Protests against the punitive system of school inspections in England, the school inspectorate Ofsted (Office for Standards in Education, Children’s Services and Skills) has announced minimal reforms.
The Conservative government has set up an inquiry into Ofsted. It was forced to respond, fearful that the outcry against the inspectorate would coalesce with the current struggle of teachers over pay, workload and education funding, which the education unions are desperately trying to contain.
Teachers took to social media to express their grief and anger; petitions were launched, and protests organised. The government’s response, however, in no measure addresses their concerns.
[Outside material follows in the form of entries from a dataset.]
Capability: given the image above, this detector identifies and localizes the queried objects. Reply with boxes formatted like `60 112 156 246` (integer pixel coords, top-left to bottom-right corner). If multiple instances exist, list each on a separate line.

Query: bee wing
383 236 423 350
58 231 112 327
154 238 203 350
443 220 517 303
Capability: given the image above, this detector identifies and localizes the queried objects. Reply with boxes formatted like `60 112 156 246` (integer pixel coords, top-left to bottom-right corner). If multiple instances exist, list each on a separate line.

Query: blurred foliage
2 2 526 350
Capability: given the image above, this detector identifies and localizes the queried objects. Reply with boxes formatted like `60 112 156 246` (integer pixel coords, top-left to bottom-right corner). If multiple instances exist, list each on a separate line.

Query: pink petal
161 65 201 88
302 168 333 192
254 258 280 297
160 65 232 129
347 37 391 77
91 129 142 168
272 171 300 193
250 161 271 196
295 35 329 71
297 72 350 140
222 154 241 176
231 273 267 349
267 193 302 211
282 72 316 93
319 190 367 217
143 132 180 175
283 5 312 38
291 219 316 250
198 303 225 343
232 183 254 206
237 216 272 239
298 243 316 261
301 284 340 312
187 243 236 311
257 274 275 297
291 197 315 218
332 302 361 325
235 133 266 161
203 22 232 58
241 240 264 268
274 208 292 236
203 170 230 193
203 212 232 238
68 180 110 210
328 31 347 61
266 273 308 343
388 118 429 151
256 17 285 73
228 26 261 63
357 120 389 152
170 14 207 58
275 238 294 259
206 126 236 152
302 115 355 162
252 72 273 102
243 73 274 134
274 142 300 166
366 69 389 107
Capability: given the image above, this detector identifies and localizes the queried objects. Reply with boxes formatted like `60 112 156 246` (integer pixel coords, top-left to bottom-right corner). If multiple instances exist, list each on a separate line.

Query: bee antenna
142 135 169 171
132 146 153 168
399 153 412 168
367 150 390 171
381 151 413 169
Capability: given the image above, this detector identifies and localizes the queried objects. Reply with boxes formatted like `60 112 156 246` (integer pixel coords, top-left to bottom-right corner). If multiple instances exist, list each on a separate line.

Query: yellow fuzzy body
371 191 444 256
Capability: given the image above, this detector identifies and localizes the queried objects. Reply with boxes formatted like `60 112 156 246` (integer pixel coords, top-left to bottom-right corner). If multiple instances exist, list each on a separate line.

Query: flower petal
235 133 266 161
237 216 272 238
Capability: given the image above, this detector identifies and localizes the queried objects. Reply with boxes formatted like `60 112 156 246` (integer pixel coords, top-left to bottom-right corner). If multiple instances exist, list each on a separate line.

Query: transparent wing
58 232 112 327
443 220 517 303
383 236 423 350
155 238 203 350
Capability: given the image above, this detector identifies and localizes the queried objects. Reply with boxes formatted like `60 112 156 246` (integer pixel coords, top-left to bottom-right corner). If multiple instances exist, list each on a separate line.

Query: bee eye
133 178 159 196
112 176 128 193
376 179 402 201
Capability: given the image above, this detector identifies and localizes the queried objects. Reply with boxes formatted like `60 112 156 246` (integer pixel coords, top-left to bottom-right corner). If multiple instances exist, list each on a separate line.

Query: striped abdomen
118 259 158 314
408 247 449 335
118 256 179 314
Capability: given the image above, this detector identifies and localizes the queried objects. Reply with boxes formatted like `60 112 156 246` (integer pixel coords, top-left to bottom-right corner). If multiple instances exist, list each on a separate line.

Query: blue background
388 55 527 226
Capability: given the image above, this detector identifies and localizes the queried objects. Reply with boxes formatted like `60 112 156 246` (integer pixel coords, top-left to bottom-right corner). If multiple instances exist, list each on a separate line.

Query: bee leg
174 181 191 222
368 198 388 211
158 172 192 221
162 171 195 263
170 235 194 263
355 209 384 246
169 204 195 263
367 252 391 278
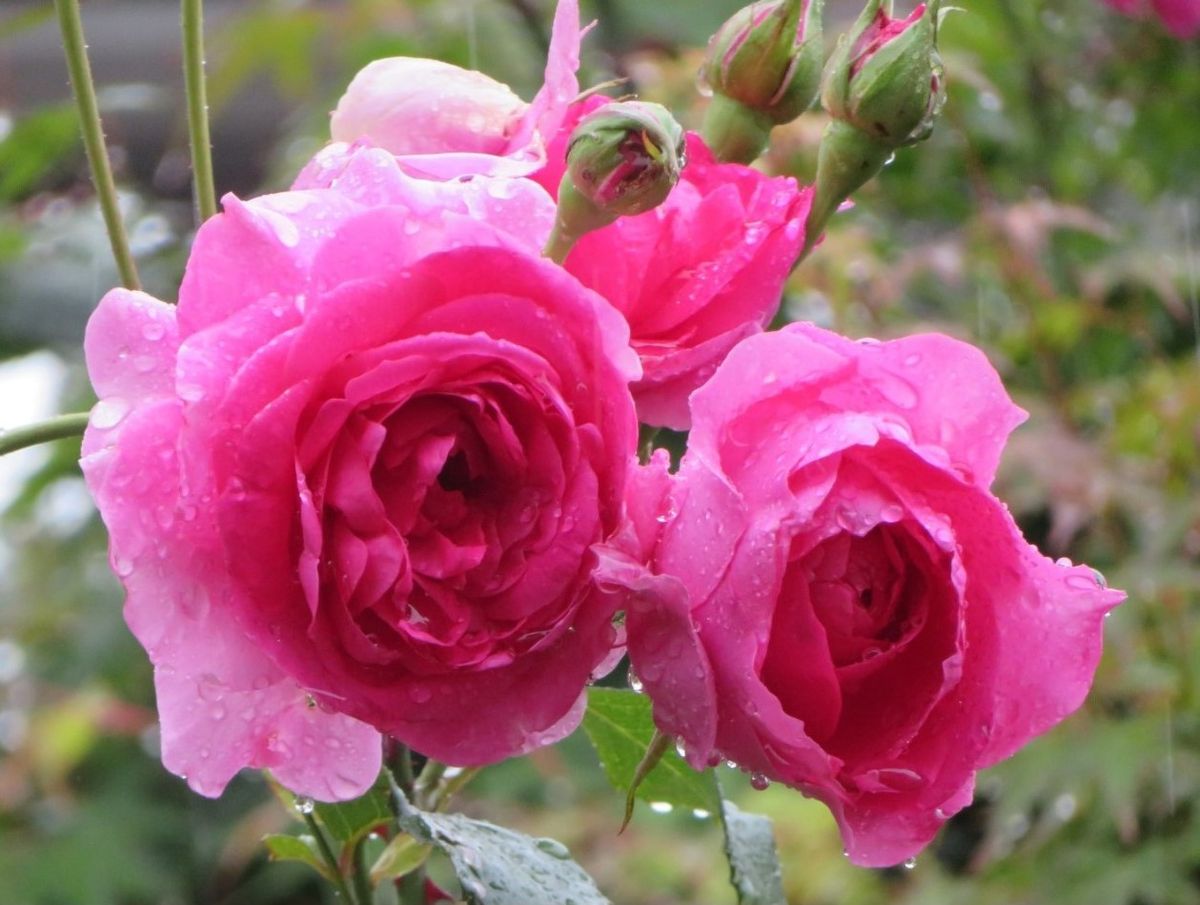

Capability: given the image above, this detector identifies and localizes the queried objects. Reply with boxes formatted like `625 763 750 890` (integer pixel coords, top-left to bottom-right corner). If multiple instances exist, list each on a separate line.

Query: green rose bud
544 101 685 263
700 0 826 164
822 0 945 147
798 0 947 260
On June 12, Ofsted published lukewarm changes to its inspections process, writing, “[W]e have been in regular discussion with union leaders, other sector representatives and the DfE [ Department for Education] about a package of measures to improve aspects of our work with schools.”
These include, first and foremost, concerns around safeguarding requirements. Currently, if a school is “good” in other areas but fails its inspection because of “safeguarding”, Ofsted will return in three months for a further inspection.
A handbook will be given to schools to clarify what constitutes effective safeguarding. If the school then scores good, it will not face enforced academisation (academy schools are publicly funded but privately run).